Relatório Anual de OMS Angola 2025
Em 2025, Angola enfrentou desafios sanitários significativos, incluindo surtos de cólera, poliomielite e sarampo, num contexto marcado por vulnerabilidades estruturais e elevada pressão sobre o sistema de saúde. Em paralelo, registaram-se progressos relevantes que reforçam a trajectória do país rumo à Cobertura Universal de Saúde, com o apoio técnico contínuo da Organização Mundial da Saúde (OMS).
A resposta às emergências de saúde pública foi um dos pilares do ano. Mais de três milhões de doses da vacina oral contra a cólera foram administradas, contribuindo para a redução da taxa de letalidade para 2,4%, apoiada por uma forte mobilização comunitária que envolveu mais de 1 175 líderes religiosos e comunitários. No domínio da poliomielite, 6,8 milhões de crianças foram vacinadas, alcançando coberturas superiores a 95%. Em paralelo, a operacionalização do Centro Nacional de Operações de Emergência em Saúde Pública e de seis centros regionais reforçou a capacidade de resposta rápida e coordenada.
Na área da saúde materna e infantil, observaram-se avanços mensuráveis, com a redução da mortalidade neonatal de 24 para 16 por mil nados-vivos e da mortalidade materna de 239 para 170 por 100 mil nados-vivos. Estes resultados reflectem investimentos nos cuidados pré-natais, na assistência qualificada ao parto, na actualização de protocolos e na capacitação dos profissionais, bem como iniciativas inclusivas, como a introdução do Caderno de Saúde Materno-Infantil em braille.

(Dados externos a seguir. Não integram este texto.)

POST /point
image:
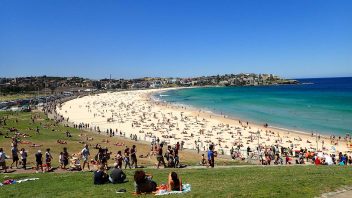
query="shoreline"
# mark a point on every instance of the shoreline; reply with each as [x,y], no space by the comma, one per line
[225,132]
[236,118]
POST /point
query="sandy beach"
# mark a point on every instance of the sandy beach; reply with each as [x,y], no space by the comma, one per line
[137,113]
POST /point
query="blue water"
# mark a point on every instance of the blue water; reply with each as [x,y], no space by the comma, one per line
[324,106]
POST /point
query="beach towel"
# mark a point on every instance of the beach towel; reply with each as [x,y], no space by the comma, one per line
[185,189]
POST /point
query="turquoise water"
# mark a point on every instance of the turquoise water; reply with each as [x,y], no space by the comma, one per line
[324,106]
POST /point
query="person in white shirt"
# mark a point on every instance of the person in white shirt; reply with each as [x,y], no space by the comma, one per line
[85,156]
[24,155]
[2,160]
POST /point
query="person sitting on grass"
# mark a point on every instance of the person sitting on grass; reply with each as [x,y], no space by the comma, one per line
[100,177]
[15,157]
[203,161]
[117,176]
[174,182]
[143,182]
[39,161]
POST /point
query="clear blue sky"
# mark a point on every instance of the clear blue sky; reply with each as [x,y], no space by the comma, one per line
[179,38]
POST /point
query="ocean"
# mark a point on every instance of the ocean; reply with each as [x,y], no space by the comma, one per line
[322,105]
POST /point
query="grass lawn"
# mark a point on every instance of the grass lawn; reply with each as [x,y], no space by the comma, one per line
[293,181]
[50,133]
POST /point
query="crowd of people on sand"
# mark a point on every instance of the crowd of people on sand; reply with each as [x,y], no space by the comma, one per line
[127,158]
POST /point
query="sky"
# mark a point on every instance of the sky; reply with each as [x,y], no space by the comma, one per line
[175,38]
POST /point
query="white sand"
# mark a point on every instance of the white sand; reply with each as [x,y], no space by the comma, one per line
[175,123]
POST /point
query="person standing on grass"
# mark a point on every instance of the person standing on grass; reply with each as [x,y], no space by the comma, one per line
[159,156]
[3,160]
[39,160]
[127,157]
[15,158]
[211,156]
[119,159]
[65,157]
[24,155]
[48,159]
[85,156]
[134,156]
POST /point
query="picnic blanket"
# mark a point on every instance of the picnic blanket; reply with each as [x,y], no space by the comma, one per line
[185,189]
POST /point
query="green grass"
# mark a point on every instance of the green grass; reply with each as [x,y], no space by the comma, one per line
[294,181]
[50,133]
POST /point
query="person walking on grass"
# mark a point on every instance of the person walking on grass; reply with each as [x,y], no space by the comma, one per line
[3,160]
[14,152]
[48,159]
[211,156]
[127,158]
[39,161]
[134,156]
[85,156]
[24,155]
[65,157]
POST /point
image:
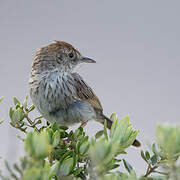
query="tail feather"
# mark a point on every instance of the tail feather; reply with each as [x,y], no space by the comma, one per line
[109,122]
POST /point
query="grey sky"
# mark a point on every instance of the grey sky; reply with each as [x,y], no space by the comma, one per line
[135,43]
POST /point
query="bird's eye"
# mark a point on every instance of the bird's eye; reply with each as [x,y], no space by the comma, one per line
[71,55]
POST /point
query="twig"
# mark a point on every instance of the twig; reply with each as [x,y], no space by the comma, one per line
[30,122]
[150,170]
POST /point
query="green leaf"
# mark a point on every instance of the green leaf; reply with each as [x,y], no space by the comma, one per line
[143,156]
[54,169]
[32,107]
[78,171]
[66,167]
[25,102]
[127,166]
[105,130]
[154,160]
[16,101]
[99,134]
[84,148]
[154,150]
[56,139]
[147,155]
[11,111]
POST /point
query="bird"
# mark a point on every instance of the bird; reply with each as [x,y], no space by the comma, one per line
[57,90]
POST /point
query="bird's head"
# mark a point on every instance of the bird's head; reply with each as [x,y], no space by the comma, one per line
[59,55]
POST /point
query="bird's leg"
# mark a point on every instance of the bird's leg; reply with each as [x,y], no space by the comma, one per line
[83,124]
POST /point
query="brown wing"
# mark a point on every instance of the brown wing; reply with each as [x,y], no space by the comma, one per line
[85,93]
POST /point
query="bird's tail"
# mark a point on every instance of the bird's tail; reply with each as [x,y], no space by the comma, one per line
[109,122]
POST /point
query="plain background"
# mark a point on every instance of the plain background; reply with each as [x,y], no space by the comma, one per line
[136,45]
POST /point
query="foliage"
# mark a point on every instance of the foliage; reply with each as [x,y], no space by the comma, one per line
[55,152]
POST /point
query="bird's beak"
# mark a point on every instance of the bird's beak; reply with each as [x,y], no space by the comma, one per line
[87,60]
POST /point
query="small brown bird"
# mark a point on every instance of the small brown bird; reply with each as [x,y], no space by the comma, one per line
[59,92]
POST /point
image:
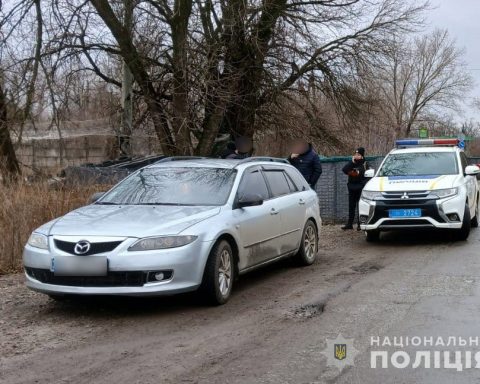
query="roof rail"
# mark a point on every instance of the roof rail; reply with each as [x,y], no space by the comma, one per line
[263,158]
[179,158]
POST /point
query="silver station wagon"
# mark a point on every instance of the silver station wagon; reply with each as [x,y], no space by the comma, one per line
[178,226]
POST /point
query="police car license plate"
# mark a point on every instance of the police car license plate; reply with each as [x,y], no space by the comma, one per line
[407,212]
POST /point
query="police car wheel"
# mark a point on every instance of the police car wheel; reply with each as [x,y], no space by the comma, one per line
[372,236]
[474,223]
[462,233]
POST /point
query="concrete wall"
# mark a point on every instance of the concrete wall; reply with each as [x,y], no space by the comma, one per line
[51,155]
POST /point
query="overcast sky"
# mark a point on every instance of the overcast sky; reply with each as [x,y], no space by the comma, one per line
[462,19]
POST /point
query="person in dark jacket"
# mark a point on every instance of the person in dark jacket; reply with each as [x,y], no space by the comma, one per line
[229,150]
[244,148]
[306,160]
[355,169]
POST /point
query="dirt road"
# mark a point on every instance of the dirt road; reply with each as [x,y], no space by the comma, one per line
[273,330]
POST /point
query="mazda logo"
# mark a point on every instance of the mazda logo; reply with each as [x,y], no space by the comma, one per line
[82,247]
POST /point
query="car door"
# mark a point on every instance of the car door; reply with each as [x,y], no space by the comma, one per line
[470,184]
[291,208]
[259,226]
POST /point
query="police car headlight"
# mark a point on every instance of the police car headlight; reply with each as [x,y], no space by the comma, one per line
[38,240]
[371,195]
[443,193]
[161,242]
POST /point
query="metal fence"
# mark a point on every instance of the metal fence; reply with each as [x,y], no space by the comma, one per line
[332,187]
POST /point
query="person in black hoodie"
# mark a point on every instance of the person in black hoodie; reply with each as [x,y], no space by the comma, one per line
[355,170]
[243,148]
[306,160]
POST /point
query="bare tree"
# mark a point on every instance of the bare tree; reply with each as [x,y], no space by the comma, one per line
[422,76]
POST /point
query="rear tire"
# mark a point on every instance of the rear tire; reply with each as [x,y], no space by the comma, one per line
[462,233]
[372,236]
[219,274]
[309,244]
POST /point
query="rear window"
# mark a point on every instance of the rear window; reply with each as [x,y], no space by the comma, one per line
[278,183]
[420,164]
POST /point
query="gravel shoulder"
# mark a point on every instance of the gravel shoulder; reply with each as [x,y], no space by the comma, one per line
[271,331]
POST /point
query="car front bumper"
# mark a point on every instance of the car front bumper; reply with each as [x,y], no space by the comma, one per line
[128,273]
[374,215]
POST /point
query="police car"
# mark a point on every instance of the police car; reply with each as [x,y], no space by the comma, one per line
[425,183]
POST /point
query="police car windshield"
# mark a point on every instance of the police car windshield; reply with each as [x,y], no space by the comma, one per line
[420,164]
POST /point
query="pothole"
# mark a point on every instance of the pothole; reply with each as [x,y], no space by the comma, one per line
[308,311]
[367,267]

A vacinação contra o HPV constituiu um marco histórico, protegendo 1,26 milhão de raparigas contra o cancro do colo do útero e posicionando Angola como referência regional na implementação da Estratégia Global de Eliminação desta doença. Em paralelo, no domínio das doenças tropicais negligenciadas, Angola manteve-se sem casos humanos de dracunculose há quase seis anos, sustentando os progressos através de vigilância activa, acesso à água potável e mobilização comunitária.
Persistem, contudo, desafios relevantes. A malária continua a ser a principal causa de morbilidade e mortalidade em Angola, representando uma pressão constante sobre o sistema de saúde, em particular nas populações mais vulneráveis. A tuberculose mantém igualmente uma carga elevada, exigindo maior aceleração do diagnóstico, cuidados centrados no doente e uma integração mais efectiva nos cuidados de saúde primários. As doenças crónicas não transmissíveis assumem também um peso crescente, tendo a OMS apoiado a actualização de normas clínicas e a elaboração de planos estratégicos nas áreas da saúde mental, do álcool, do tabaco e de outras drogas, com enfoque na prevenção e na integração dos serviços.
No plano institucional, a OMS apoiou o fortalecimento da regulação de medicamentos e tecnologias de saúde, com vista ao alcance do nível 3 de maturidade regulatória até 2027, e iniciou a actualização das Contas Nacionais de Saúde 2020–2023, reforçando o planeamento baseado em evidência. A comunicação estratégica desempenhou igualmente um papel central, com campanhas digitais de grande alcance e a criação de plataformas que reforçaram a literacia em saúde e a confiança pública.
Apesar dos progressos, Angola continua a enfrentar desafios estruturais, incluindo mortalidade materna e infantil ainda elevada, lacunas na cobertura vacinal, em particular entre crianças zero-dose, insegurança alimentar e elevada exposição a emergências sanitárias. Enfrentar estes desafios exige acção contínua, inovação e investimentos sustentáveis.
Sob o lema do Dia Mundial da Saúde, “Começos Saudáveis, Futuros Esperançosos”, a OMS reafirma o seu compromisso de apoiar Angola para garantir que todas as crianças, mulheres e famílias tenham acesso a cuidados de saúde de qualidade desde o início da vida, acelerando o progresso rumo à Cobertura Universal de Saúde e aos Objectivos de Desenvolvimento Sustentável.